2. Font variances, incorrect logos, logos incorrectly positioned.
Subtler variations without a reference point is a larger challenge for manual underwriting and funding. Leveraging adaptive behavioral technology is key for banks to successfully combat financial crime and fraud. The intersection of technology and innovation provides tactics to combat rapidly evolving fraud trends.
3. Same details with different demographics.
These are also more difficult for humans to identify as they need to review many fraudulent paystubs and be able to recognize that the paystub has slightly different demographics but was repurposed from another application. When we see this issue occurring at the same dealership, this can be an issue with an employee. This would be considered an Insider Threat – a person who intentionally misuses authorized access to negatively impact the confidentiality, integrity, or availability of an organization’s information or information systems. Prepared protocols should be in place to help mitigate risk and respond appropriately.
When this issue occurs across multiple dealerships, it is even more difficult to address and is most likely a fraud ring or a bust-out where several individuals are purposefully purchasing vehicles with no intention of paying back the loans. When there is a bust-out, the individuals are purchasing multiple vehicles from different dealerships and hoping the lenders and dealers do not communicate. In these instances, it is critical to have AI/ Machine learning in place to detect fraud in these overlapping data points.

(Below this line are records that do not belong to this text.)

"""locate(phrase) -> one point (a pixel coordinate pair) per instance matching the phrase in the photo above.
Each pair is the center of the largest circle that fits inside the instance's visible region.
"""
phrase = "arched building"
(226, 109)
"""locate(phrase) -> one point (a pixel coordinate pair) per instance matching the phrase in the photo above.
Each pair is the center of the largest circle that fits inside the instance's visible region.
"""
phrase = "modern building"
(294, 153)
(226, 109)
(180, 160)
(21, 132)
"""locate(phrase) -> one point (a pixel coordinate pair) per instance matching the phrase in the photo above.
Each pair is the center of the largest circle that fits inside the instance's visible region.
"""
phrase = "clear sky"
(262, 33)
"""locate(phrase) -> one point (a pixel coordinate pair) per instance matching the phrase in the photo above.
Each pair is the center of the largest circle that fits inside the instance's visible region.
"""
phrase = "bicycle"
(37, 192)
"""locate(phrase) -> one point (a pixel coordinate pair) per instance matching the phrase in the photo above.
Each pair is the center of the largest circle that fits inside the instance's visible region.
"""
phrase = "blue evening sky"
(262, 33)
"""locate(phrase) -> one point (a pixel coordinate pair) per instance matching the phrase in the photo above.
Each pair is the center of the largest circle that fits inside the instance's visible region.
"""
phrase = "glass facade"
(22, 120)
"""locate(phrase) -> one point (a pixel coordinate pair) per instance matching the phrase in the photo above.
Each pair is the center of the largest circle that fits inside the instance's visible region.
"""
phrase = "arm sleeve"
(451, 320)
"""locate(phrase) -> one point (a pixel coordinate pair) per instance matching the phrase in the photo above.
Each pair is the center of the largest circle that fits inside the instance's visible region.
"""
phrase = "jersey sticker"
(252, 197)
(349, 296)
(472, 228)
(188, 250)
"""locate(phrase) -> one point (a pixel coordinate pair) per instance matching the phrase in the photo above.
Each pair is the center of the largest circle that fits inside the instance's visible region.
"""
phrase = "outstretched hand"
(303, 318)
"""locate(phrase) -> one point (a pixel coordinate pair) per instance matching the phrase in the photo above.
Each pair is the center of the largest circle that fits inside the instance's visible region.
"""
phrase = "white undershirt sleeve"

Remember this is only one type of fraud, and the effort and cost to train employees to manually reference fraud flags is time-consuming and ineffective as fraud scams change constantly. Fraud templates are being created as you read this, and fraudulent paystub websites are being created to assist this billion-dollar market. Fraud detection is a complex undertaking and depends on timely reporting, consistent identification, and implementation of lessons learned.
How common is paystub fraud?
Across our portfolios, we see a 2.25% average fraud rate; however, when you review this by dealer, there can be significant outliers with fraud rates from 10-12%; when Informed implements additional fraud controls – automated, fraudulent paystub checking, and paystub accuracy – fraud is significantly reduced as well as its potential business impact.